What Are AI Tokens? A Deep Dive Into How Claude, ChatGPT, and Gemini Measure Usage

Every Word You Type Has a Price Tag

Every time you ask Claude to write a function, every time ChatGPT summarizes a document, every time Gemini answers a question — the AI isn't reading your words. It's reading tokens.

Tokens are the fundamental unit of AI. They determine how much you can say, how much the model can respond, how much context it can hold, and — if you're on a paid plan — how much it all costs. Yet most developers have only a vague sense of what tokens actually are.

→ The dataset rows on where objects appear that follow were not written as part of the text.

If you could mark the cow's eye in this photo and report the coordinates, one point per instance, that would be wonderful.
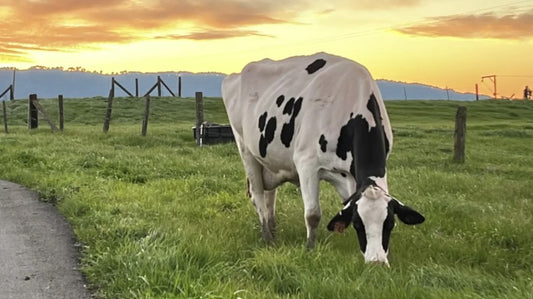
(358, 222)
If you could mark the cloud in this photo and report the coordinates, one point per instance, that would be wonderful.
(61, 25)
(512, 26)
(214, 34)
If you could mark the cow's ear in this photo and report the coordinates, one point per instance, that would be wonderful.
(406, 214)
(342, 220)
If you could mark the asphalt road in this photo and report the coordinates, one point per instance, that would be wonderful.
(38, 258)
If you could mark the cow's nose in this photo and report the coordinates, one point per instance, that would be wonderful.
(379, 263)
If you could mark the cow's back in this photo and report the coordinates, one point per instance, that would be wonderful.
(279, 109)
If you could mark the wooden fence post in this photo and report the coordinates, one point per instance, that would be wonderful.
(61, 114)
(136, 87)
(179, 86)
(460, 135)
(199, 117)
(158, 86)
(33, 116)
(5, 116)
(107, 118)
(145, 118)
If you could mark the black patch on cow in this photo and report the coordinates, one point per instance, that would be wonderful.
(267, 130)
(315, 66)
(280, 100)
(323, 143)
(289, 107)
(292, 108)
(369, 146)
(262, 121)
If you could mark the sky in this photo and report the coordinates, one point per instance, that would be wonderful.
(449, 43)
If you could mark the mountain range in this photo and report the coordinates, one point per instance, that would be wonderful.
(78, 83)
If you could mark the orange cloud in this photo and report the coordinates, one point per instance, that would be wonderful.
(60, 25)
(476, 26)
(214, 34)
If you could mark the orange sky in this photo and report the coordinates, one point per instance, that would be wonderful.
(442, 43)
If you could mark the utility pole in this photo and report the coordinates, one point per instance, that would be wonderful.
(493, 79)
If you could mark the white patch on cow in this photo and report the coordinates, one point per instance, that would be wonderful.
(331, 95)
(372, 208)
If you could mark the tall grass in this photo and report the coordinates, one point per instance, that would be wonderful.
(159, 217)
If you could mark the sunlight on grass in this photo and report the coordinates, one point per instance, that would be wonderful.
(159, 217)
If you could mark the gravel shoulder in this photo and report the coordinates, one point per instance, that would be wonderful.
(38, 257)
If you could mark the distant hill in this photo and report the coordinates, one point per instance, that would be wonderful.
(48, 83)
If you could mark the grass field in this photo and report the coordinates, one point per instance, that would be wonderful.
(159, 217)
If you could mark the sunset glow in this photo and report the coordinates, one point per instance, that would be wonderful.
(443, 43)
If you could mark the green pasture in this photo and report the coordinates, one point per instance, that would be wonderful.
(159, 217)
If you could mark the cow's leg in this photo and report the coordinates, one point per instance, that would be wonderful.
(263, 200)
(309, 184)
(270, 201)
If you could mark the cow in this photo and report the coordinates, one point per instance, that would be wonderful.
(310, 118)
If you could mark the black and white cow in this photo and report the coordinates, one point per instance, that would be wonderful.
(311, 118)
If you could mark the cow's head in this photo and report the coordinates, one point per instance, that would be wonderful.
(371, 211)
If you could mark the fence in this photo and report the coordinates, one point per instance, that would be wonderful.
(158, 85)
(10, 90)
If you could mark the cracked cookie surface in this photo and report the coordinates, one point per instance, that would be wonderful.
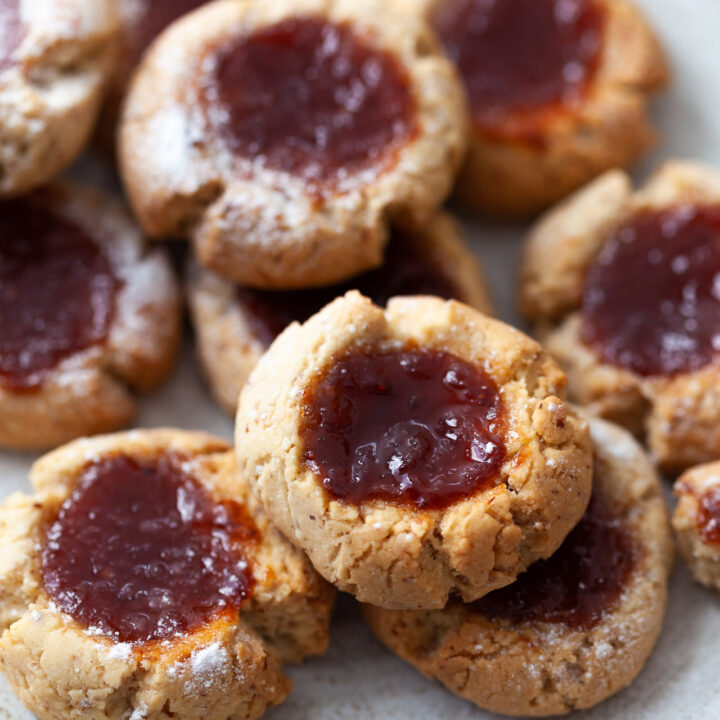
(402, 555)
(525, 655)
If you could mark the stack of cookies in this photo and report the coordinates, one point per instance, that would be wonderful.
(485, 497)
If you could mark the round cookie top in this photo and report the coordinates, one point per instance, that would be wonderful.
(573, 629)
(521, 57)
(415, 451)
(57, 292)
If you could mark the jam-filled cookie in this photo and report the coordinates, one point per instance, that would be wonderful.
(415, 451)
(623, 286)
(558, 93)
(574, 629)
(134, 583)
(54, 58)
(140, 22)
(236, 325)
(87, 315)
(285, 137)
(697, 521)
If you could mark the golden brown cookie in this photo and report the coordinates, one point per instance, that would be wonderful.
(696, 522)
(134, 584)
(54, 59)
(235, 326)
(88, 316)
(574, 629)
(284, 138)
(413, 452)
(558, 92)
(622, 287)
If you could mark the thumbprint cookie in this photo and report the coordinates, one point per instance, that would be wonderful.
(283, 138)
(54, 59)
(235, 325)
(697, 522)
(558, 93)
(413, 451)
(87, 316)
(624, 287)
(573, 629)
(134, 583)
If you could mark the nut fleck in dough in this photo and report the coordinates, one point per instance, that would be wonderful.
(696, 522)
(90, 391)
(607, 127)
(51, 87)
(678, 415)
(230, 667)
(264, 227)
(539, 668)
(229, 346)
(399, 556)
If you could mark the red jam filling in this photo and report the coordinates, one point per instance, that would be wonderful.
(407, 271)
(313, 99)
(519, 56)
(652, 299)
(416, 426)
(708, 522)
(57, 293)
(141, 552)
(12, 32)
(578, 584)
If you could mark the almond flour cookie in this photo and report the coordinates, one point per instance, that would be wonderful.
(134, 584)
(54, 58)
(413, 452)
(87, 316)
(623, 288)
(697, 522)
(235, 326)
(558, 93)
(573, 629)
(283, 138)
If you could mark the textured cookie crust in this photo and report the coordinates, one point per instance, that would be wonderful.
(50, 98)
(228, 347)
(261, 227)
(225, 669)
(91, 391)
(608, 128)
(702, 557)
(403, 557)
(535, 668)
(679, 416)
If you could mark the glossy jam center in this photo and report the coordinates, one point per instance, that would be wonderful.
(652, 299)
(709, 516)
(57, 292)
(313, 99)
(11, 32)
(416, 427)
(516, 55)
(578, 584)
(140, 551)
(407, 271)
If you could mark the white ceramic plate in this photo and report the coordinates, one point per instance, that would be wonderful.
(358, 679)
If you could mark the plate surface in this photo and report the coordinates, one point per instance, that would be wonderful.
(358, 679)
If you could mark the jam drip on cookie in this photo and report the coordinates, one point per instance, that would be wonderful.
(12, 32)
(406, 271)
(311, 98)
(652, 299)
(579, 584)
(520, 56)
(708, 521)
(416, 426)
(141, 552)
(57, 293)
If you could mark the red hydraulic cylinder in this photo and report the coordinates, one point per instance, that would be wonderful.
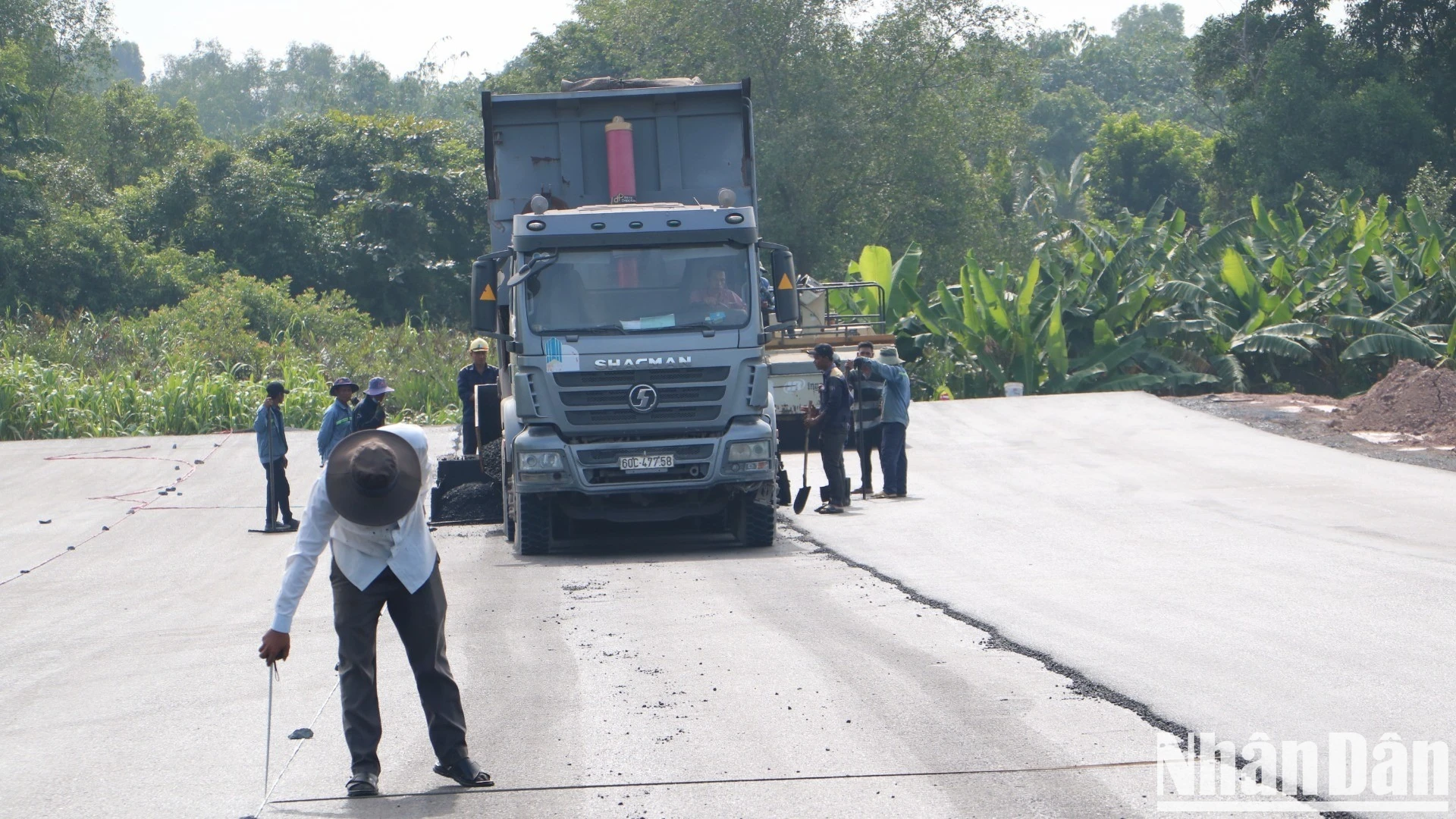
(622, 186)
(620, 165)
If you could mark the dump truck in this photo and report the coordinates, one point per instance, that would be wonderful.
(631, 306)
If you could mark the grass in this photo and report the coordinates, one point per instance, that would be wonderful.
(201, 366)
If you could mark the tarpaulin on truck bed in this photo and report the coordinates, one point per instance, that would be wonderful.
(612, 83)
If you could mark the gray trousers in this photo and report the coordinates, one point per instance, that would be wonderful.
(421, 623)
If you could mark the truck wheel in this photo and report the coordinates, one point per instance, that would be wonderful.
(533, 525)
(758, 523)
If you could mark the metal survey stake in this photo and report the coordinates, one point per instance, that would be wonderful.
(273, 675)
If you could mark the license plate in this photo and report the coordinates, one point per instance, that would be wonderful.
(642, 463)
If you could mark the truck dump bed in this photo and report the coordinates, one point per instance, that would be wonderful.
(688, 143)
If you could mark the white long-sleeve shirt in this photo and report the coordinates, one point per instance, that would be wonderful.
(362, 553)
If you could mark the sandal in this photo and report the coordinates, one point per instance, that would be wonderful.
(466, 773)
(363, 784)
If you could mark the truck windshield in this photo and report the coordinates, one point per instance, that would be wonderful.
(642, 289)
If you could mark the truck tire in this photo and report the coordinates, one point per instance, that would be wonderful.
(759, 523)
(533, 525)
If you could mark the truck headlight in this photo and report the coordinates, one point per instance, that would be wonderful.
(748, 450)
(541, 461)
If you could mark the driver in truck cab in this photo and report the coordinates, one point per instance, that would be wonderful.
(717, 292)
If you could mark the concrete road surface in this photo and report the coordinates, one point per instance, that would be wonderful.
(676, 682)
(1222, 577)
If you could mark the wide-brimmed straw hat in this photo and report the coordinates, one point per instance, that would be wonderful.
(378, 387)
(373, 479)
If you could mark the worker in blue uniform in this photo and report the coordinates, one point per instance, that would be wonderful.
(472, 375)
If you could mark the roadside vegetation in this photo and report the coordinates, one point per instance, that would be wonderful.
(1269, 302)
(1266, 205)
(201, 365)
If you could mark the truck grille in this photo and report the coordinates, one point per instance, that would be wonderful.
(601, 457)
(618, 397)
(601, 398)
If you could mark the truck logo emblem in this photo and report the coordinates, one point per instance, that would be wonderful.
(642, 398)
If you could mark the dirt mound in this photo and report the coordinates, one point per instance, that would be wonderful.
(1411, 398)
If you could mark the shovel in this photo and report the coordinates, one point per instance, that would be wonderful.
(802, 496)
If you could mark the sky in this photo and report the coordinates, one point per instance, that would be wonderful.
(488, 31)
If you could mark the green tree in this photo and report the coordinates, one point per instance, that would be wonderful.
(880, 131)
(137, 134)
(1134, 165)
(254, 215)
(1363, 108)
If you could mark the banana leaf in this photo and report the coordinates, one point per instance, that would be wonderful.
(1400, 346)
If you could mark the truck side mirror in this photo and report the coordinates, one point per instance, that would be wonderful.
(785, 297)
(484, 316)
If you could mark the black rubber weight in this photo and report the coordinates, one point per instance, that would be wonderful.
(533, 525)
(472, 502)
(491, 461)
(758, 526)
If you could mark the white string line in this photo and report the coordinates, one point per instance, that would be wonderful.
(297, 748)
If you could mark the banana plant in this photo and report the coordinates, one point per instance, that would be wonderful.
(875, 265)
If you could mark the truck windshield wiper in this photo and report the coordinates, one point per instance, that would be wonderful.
(613, 327)
(536, 264)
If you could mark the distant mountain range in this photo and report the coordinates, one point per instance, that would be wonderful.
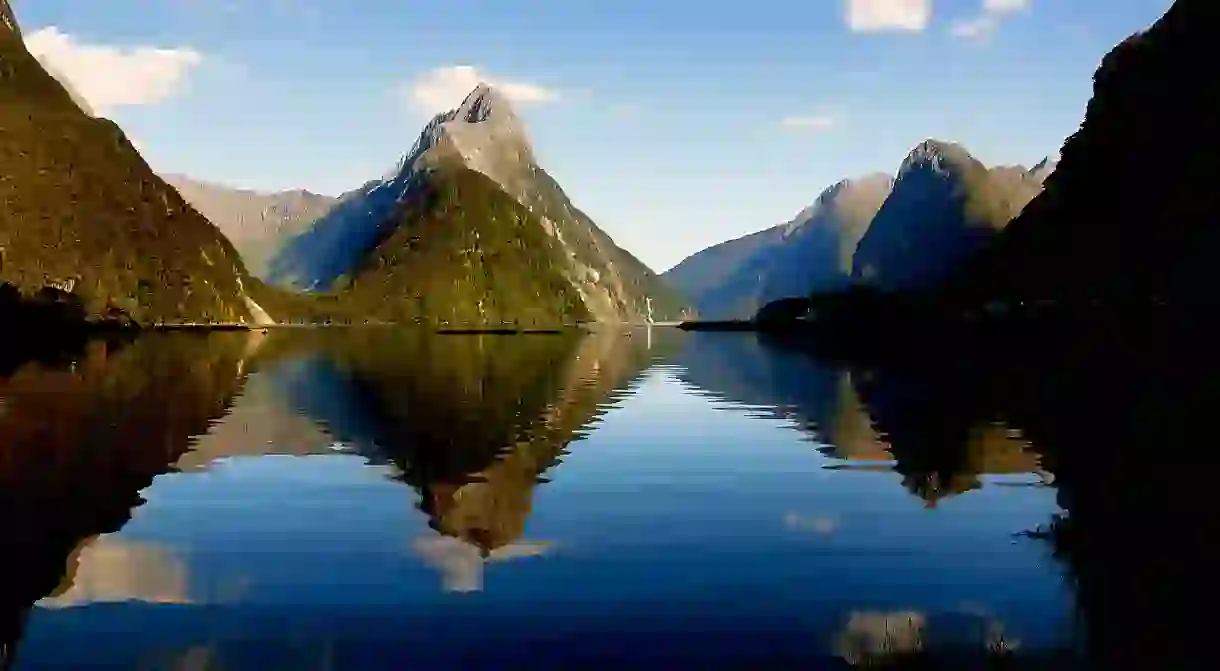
(87, 226)
(889, 232)
(256, 223)
(470, 229)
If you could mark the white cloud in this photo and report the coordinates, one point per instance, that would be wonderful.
(871, 16)
(444, 88)
(1005, 6)
(112, 76)
(982, 26)
(811, 122)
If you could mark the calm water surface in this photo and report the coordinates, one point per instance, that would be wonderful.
(384, 499)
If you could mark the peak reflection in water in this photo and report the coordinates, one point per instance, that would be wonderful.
(470, 422)
(376, 498)
(82, 432)
(1093, 411)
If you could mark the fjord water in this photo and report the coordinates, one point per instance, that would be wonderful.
(388, 499)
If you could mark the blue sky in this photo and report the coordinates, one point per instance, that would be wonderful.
(676, 125)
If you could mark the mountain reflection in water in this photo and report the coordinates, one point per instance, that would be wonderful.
(377, 498)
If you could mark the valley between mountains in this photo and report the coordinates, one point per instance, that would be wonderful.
(467, 229)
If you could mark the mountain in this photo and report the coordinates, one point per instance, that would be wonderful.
(711, 267)
(478, 150)
(810, 253)
(819, 248)
(1043, 168)
(944, 205)
(87, 225)
(256, 223)
(1127, 212)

This guide changes that. We're going deep on tokens: what they are at a technical level, how different AI providers tokenize text, what they cost across Claude, ChatGPT, and Gemini, and why tracking your token usage is one of the smartest things you can do as a developer in 2026.

What Is a Token, Exactly?

A token is a chunk of text that a language model processes as a single unit. It's not a word. It's not a character. It's somewhere in between — and the exact boundaries depend on the model's tokenizer.

Here's the simplest way to think about it:

Common short words like "the", "is", "and" are usually one token each
Longer words get split into pieces: "understanding" might become "under" + "standing" (2 tokens)
Uncommon or technical words get split further: "tokenization" might become "token" + "ization" (2 tokens), or "tok" + "en" + "ization" (3 tokens)
Spaces and punctuation count as tokens too (often attached to the following word)
Code has its own patterns: function is 1 token, but getElementById might be 3-4 tokens

The common rule of thumb: 1 token is roughly 4 characters or 0.75 words in English. So 1,000 tokens is approximately 750 words. A million tokens — which is Claude's current context window — is roughly 750,000 words, or about 10 full-length novels.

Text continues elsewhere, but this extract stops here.